Salvage Cars Buyer Tips

How Does a Car Gain a Salvage Title, and is It Possible to Fix the Car So the Title is Clean Again?

By Mike Richards Updated: 07/30/2018 Posted: 04/10/2017

It’s easy to get excited when you see an amazing deal on a car you’ve always wanted on an auction site—until, of course, you see that the vehicle has a salvage title. If you know anything about cars, you probably know that a lot of experts advise against buying cars with salvage titles. You might be quick to click past a salvage car or to ignore salve vehicles when you filter online searches.

Not so fast. A salvage car can indeed be a savvy financial decision—but only if you know what you’re getting into, and how to keep the deal profitable.

How Does a Car Get a Salvage Title?

Cars with a salvage title have been salvaged—declared a total loss, or “totaled”–by an insurance company. Totaled vehicles are simply those that the insurer has decided not to repair after they are damaged. In most cases, this is a purely financial consideration, with insurers weighing the potential costs of restoration against the cost of the vehicle itself. Thus low-value cars with extensive damage are more likely to be salvaged and end up in salvage lots and auction sites than other cars.

In some cases, however, state law requires an insurer to salvage a car. Cars may be declared a total loss if they are flooded, suffer significant hail damage or face damage to the frame of the vehicle that renders it unsafe to drive or impossible to repair. These are the salvage cars buyers should watch for, since they can never really be restored to their original condition, and may not even be safe to drive.

Common Causes of Salvage Titles

Salvage vehicles can be totaled for a wide variety of reasons, and knowing that a car has a salvage title alone tells you very little about its condition, driveability, or when you should purchase it. Some of the most common reasons vehicles are salvaged include:

  • The car is old or of very low value, and experiences damage in a car accident.
  • The car is new and of high value, but suffers extensive damage that is greater than or equal to the value of the car.
  • The car has been damaged in a hail storm.
  • The car has been flooded.
  • The engine has been damaged in a car accident, or due to sabotage such as the gas tank being filled with sugar.

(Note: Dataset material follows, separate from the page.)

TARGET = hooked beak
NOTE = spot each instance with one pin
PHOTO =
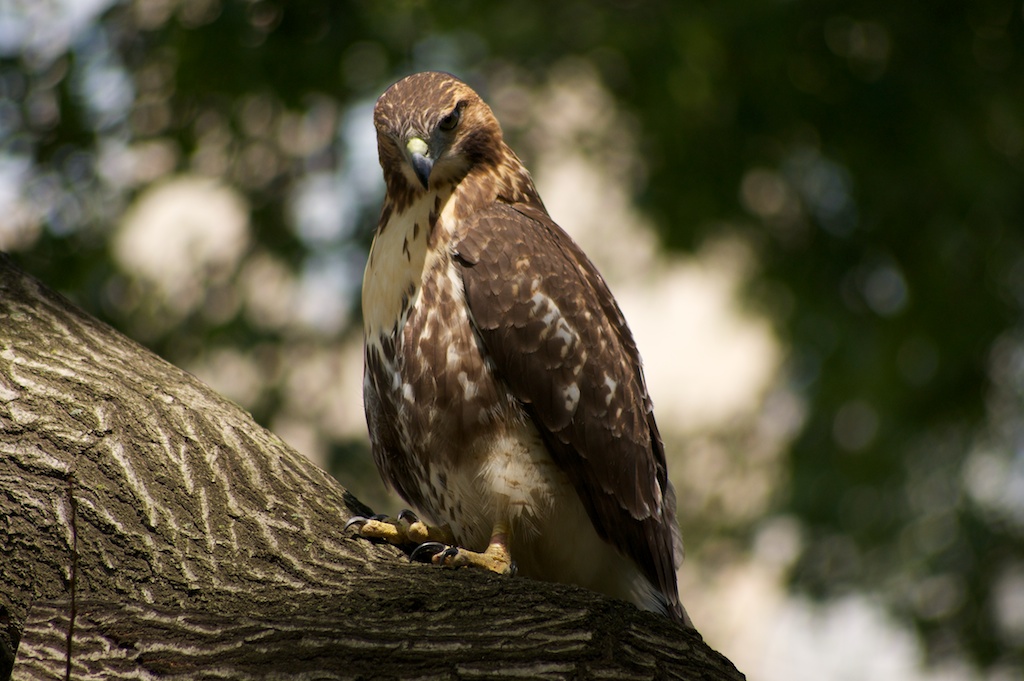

Knowing why the vehicle has been salvaged can help you determine whether you should buy it, whether you will be able to resell it, and whether it has any value at all. Note that some unscrupulous sellers attempt to obscure the reason for which a vehicle was salvaged, so due diligence and a willingness to do your research are both vital if you want to win at the salvage car game.

When to Buy, When to Pass

Whether you should purchase a salvage vehicle is a personal decision dependent on your ability to pay for the car, to repair it, and to find a suitable buyer. However, some considerations can help you determine whether a salvage car is appropriate. A salvage car may be a good option if:

  • The car is inexpensive, and you can pay in cash.
  • The cost to repair the car is minimal.
  • The damage to the car is purely cosmetic, and renders it neither unsafe to drive nor cosmetically irreparable.
  • You can work with a mechanic or body expert you trust.

You should not buy a salvage vehicle if:

  • You cannot pay for the car in cash.
  • The car has severe structural problems that will be costly to fix.
  • You cannot get a vehicle history report; without such a report, you cannot rely on the seller’s word alone about why the car is a salvage vehicle.
  • You need to recover a very specific amount from the sale; selling and reselling of salvage vehicles is inherently unpredictable.

Financial Considerations for Purchasing a Salvage Vehicle

Purchasing a salvage vehicle is a bit different from purchasing a more traditional car. For one thing, most lenders will not finance a salvage vehicle. The reason for this is fairly simple: the value of a salvage vehicle is unpredictable, and its status as a salvage car drives down its potential resale value. Because salvage cars often suffer mechanical issues, it’s also possible that the car will die before the loan is paid off.

For this reason, and because buying a salvage car with a loan is a bad investment, you should be prepared to pay for the car in cash, out of your own pocket.

Before purchasing a salvage car, you’ll want to ensure you are able to insure the vehicle. Not all insurers will insure salvage title cars, so if you plan to drive the vehicle, you must work out insurance arrangements in advance.

Can a Title Be Repaired?

Repairing a salvage title is no simple matter. Once a salvage car is a salvage car, it must always have a salvage title. So-called title washing, the process of registering a car in a new state in an attempt to obscure its status as a salvage vehicle, is illegal and can subject you to both civil and criminal penalties.

In some states, it’s possible to repair damage to a car and register it as a refurbished title. In this case, a buyer will still be able to see that the car was a salvage vehicle, but the restored title denotes a car that has been substantially repaired.